Soon she would be crossing the bridge to Big Bend Creek. Charlie Ann smiled. If her aunt felt up to it, maybe the two of them could try their hands at fishing again…

But what was this? Her smile vanished at the sight of the "NO FISHING" sign and the litter that spoiled the sandy banks. Who would want to fish here?

Charlie Ann had cried for days when at 15 she left Willoughby with her parents to live in another state. Her dad had accepted a more lucrative position in a larger town and they moved to a bigger house, but Willoughby had always seemed like home to her.

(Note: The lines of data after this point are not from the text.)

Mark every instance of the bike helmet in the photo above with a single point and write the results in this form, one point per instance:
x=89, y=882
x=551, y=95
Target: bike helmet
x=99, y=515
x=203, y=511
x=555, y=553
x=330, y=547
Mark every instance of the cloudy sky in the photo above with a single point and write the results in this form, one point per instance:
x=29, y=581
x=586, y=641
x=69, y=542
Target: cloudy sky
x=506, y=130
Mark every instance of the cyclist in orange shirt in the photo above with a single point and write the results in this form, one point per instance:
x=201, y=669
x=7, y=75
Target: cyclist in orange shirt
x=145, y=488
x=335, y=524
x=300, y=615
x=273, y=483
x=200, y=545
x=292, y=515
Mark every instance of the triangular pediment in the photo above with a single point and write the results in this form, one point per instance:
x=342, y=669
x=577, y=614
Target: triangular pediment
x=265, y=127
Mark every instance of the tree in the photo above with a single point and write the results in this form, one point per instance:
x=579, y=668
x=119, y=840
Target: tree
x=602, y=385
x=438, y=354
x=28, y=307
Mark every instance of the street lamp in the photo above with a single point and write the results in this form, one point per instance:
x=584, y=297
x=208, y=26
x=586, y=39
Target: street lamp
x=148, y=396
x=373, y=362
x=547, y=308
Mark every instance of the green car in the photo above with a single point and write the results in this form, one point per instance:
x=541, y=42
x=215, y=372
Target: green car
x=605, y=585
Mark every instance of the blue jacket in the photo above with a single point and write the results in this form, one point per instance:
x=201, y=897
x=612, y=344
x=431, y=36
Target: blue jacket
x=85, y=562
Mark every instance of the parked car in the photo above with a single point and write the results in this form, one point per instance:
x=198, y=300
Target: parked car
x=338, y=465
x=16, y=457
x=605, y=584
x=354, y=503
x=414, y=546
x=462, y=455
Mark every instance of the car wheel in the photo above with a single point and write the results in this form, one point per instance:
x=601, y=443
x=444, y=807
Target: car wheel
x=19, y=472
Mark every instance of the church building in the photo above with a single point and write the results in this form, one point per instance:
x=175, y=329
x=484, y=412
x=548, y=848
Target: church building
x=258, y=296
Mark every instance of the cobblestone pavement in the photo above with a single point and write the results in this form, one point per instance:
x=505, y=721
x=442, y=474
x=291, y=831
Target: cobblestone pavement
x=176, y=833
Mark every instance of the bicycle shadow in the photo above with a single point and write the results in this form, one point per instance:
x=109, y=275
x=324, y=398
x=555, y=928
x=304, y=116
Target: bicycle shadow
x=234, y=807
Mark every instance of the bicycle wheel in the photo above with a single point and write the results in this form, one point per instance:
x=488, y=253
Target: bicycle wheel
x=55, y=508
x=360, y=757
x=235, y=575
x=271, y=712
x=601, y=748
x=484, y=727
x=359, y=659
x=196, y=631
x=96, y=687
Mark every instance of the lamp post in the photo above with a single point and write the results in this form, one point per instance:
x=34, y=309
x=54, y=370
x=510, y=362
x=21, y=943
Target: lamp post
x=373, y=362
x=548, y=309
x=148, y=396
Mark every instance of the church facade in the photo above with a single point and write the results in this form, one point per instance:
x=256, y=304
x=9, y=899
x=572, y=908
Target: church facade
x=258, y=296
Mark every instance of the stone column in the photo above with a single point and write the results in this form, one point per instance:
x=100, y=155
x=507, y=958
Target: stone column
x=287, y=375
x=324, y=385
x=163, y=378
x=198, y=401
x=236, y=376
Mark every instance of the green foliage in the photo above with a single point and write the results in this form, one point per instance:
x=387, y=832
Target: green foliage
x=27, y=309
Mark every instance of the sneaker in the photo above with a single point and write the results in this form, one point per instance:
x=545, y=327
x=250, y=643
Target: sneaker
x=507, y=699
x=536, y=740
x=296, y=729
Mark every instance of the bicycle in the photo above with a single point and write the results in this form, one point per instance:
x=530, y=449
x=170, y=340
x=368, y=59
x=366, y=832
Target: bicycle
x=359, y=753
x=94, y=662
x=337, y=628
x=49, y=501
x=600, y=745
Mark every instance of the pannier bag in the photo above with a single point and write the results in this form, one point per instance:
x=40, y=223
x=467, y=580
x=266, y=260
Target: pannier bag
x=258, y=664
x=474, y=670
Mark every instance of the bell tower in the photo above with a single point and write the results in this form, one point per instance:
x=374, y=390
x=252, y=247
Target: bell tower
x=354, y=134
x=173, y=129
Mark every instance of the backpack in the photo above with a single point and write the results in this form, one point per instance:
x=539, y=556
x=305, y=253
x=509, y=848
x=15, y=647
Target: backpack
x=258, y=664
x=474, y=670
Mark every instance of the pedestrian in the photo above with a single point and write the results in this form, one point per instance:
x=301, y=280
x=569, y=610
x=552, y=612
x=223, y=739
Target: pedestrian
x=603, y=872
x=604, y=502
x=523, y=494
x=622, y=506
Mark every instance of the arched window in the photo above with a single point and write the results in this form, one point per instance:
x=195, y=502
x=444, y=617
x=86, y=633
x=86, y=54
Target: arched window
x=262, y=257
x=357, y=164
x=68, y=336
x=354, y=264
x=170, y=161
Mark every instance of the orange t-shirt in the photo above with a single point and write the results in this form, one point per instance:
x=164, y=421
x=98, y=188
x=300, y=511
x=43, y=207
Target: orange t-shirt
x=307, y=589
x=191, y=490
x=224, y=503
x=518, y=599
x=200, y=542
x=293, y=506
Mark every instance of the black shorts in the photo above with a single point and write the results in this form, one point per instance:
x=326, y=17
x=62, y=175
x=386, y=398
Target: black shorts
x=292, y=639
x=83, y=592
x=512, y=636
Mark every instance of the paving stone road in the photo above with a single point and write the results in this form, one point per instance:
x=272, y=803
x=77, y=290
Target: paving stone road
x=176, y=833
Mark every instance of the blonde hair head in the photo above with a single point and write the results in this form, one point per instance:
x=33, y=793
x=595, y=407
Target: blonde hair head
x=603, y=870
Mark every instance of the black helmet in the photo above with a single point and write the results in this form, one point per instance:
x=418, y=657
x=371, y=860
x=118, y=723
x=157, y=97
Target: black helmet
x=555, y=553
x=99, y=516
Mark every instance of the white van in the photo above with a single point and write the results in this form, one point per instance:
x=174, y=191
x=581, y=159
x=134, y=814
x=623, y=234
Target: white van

Perhaps it would cheer up her aunt if she brought some of her favorite candy. Aunt Shug loved chocolate drops and she remembered that Red Whitfield and his wife Evie sold them in their store on the edge of town. Charlie Ann was feeling proud of herself when she found a parking place near the familiar old building. It would be good to see the Whitfields again.

The door slammed behind her before Charlie Ann realized she was standing in a roadhouse.

“What can I get for you?” The man with a scar on his cheek and tattoos covering his arms wiped down the bar with a dirty rag and frowned at her. You could count his teeth on one hand.

“Uh- the Whitfields…this used to be the Need to Feed Grocery. What happened to Red and Evie?”

The bartender shook his head. “Red and Evie who?”

Charlie Ann hurried out the door ignoring catcalls from the leering men who clustered on the porch, and whose cumulative IQ was probably less than 50. Was Thomas Wolfe right when he said you can’t go home again, she thought, quickly leaving the roadhouse behind her. It was almost enough to make her turn around and go back the way she had come.

But there was nothing for her there anymore. Besides, Aunt Shug needed her, and right now she needed Aunt Shug. What did Thomas Wolfe know anyway?